20. Excluindo o dia 14/08 – que está em discussão –, não foi apurado pela SEP,
nessas outras referidas datas, qualquer fato ou circunstância que justificasse as
expressivas valorizações, uma das quais em percentual e volume bem superiores às do
evento em tela. Esse contexto de grande volatilidade e especulação, que efetivamente
existia na época em relação às ações do grupo X, deve ser considerado na análise do
presente caso, sem que isso, ressalve-se desde logo, impeça a configuração de situação
que obrigue a divulgação de fato relevante.
21. Pelas provas que constam do processo, a CCX tinha iniciado tratativas muito
genéricas para alienação de dois projetos de mineração a céu aberto, por meio de email
recebido em 15 de julho, através do qual o potencial interessado apenas teria solicitado
“maiores informações” sobre esses ativos (fl. 33).
22. Não há no processo prova ou indício que infirme a alegação do acusado de que as
tratativas estavam em estágio muito inicial e genérico, sem qualquer referência a valores
ou proposta de aquisição minimamente contundente por parte da empresa interessada.
23. Conforme especificado às fls. 33/34, em 15/07/2013, a CCX afirma que a
Transwell demonstrou, por e-mail, “interesse em obter maiores informações sobre os
projetos de mineração a céu aberto da CCX”, após o que outros e-mails teriam sido
trocados sobre “as características dos ativos da companhia, mas sem que houvesse
qualquer indicação de que haveria interesse firme da Transwell em negociá-los de fato”.

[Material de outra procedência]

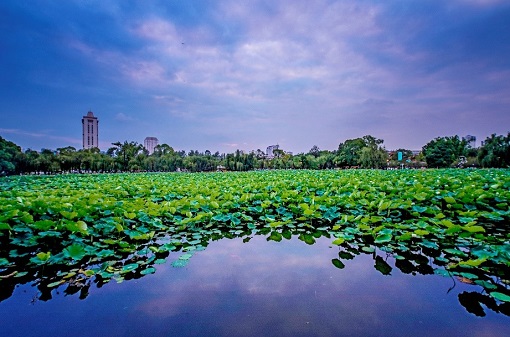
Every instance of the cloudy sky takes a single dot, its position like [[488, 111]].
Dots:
[[227, 75]]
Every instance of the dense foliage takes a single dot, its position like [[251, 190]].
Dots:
[[73, 230], [365, 152]]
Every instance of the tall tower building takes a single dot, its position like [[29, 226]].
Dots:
[[150, 143], [90, 131]]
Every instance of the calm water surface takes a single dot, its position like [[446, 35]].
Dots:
[[258, 288]]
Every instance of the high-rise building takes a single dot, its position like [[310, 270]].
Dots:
[[90, 131], [270, 149], [150, 143]]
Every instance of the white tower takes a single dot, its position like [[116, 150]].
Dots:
[[150, 143]]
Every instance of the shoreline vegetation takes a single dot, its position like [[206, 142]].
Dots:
[[365, 152]]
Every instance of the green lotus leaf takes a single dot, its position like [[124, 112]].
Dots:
[[180, 263], [383, 238], [150, 270], [130, 267], [338, 241], [75, 251]]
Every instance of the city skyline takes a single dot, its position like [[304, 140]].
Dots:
[[243, 75]]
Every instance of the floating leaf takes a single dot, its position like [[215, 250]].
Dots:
[[76, 252], [150, 270]]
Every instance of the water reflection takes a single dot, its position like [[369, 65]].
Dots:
[[260, 288]]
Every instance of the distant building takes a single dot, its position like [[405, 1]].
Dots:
[[270, 149], [150, 143], [471, 140], [90, 131]]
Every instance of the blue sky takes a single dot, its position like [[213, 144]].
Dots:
[[227, 75]]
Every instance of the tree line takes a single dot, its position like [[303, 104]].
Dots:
[[364, 152]]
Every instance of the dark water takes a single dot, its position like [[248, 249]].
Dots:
[[258, 288]]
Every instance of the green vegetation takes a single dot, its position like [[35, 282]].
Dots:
[[76, 229], [365, 152]]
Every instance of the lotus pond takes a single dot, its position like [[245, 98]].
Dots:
[[259, 253]]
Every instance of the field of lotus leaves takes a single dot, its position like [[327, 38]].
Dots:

24. Afirmou-se ainda, na mesma ocasião, que a primeira reunião presencial
envolvendo as duas partes teria ocorrido em 23/08/2013 (fl. 33), data em que a CCX
prestou esclarecimentos aos advogados da empresa interessada sobre a situação
específica de seus ativos.
25. Em complemento, ao responder o ofício CVM/SEP/GEA-4/nº 333/2014, o DRI
Gelson Batista descumpre o pedido de apresentação de e-mails trocados com a
Transwell5, afirmando apenas que “somente a partir da visita de campo acima
mencionada [que teria ocorrido em 27/08/2013], começaram as discussões acerca dos
termos e condições que seriam aceitos pelas partes para a cessão dos projetos de
mineração a céu aberto da companhia” (fl. 38). Informou-se também que outros
interessados visitaram os projetos, mas sem prosseguimento das negociações.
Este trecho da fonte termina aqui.